In July, the US put Hong Kong on a human-trafficking watch list, saying the city had failed to pass laws targeting the crime and had become sluggish in its investigative efforts, despite spending tens of millions of dollars on new staff.
“Hong Kong still does not have a comprehensive anti-trafficking law that criminalises all forms of trafficking, in accordance with the definition set forth in the 2000 United Nations protocol,” said Yee. “So there is a lack of action and prevention, and also no protection for trafficking victims.”
Fei, the mainland Chinese woman who was arrested for drug trafficking, went through two trials in Hong Kong because the jury could not reach a majority verdict. She was eventually acquitted after the second trial, three years after her arrest. The concept of human trafficking was not raised in the hearings.

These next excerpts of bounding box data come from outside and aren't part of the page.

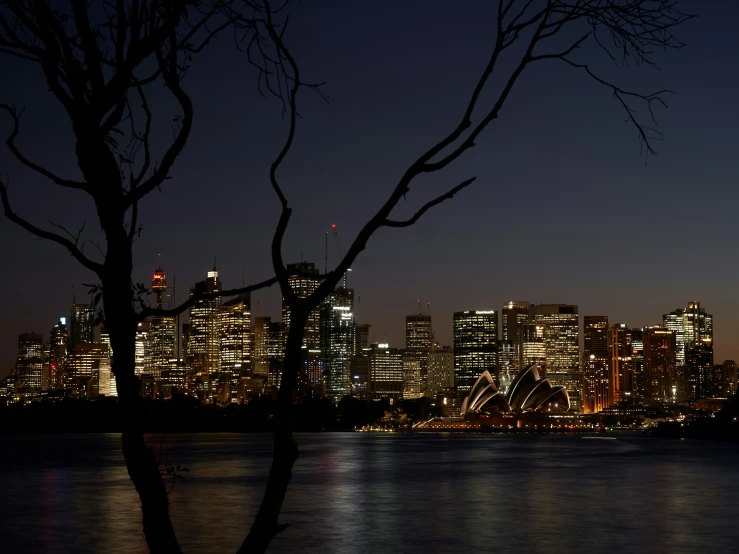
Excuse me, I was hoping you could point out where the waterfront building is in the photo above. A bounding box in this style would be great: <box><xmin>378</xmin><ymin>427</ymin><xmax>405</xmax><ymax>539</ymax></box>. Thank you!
<box><xmin>453</xmin><ymin>310</ymin><xmax>498</xmax><ymax>392</ymax></box>
<box><xmin>582</xmin><ymin>315</ymin><xmax>613</xmax><ymax>413</ymax></box>
<box><xmin>369</xmin><ymin>343</ymin><xmax>403</xmax><ymax>398</ymax></box>
<box><xmin>315</xmin><ymin>288</ymin><xmax>355</xmax><ymax>402</ymax></box>
<box><xmin>529</xmin><ymin>304</ymin><xmax>583</xmax><ymax>411</ymax></box>
<box><xmin>14</xmin><ymin>333</ymin><xmax>44</xmax><ymax>397</ymax></box>
<box><xmin>642</xmin><ymin>327</ymin><xmax>677</xmax><ymax>402</ymax></box>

While in prison, Fei met about 20 other women who were caught trafficking drugs from Guangzhou to Kuala Lumpur. She also met other women from mainland China, the Philippines, Indonesia, India and countries in Africa who were caught trafficking drugs to other places.
“Some go to prison,” said Yee. “Most of the time, trafficked women are hastily deported to their home countries without referral to a relevant agency to assist in their safe return, recovery and reintegration. As a result, many are highly vulnerable to re-trafficking upon return, particularly those going back to situations which contributed to their trafficking in the first place… The cycle doesn’t break.”
Fei’s name was changed for her protection.
Correction 22.10: According to the World Prisons’ Brief, Hong Kong currently has more women among the prison population than any other jurisdiction in the world, not “per capita” as previously claimed. We regret the error.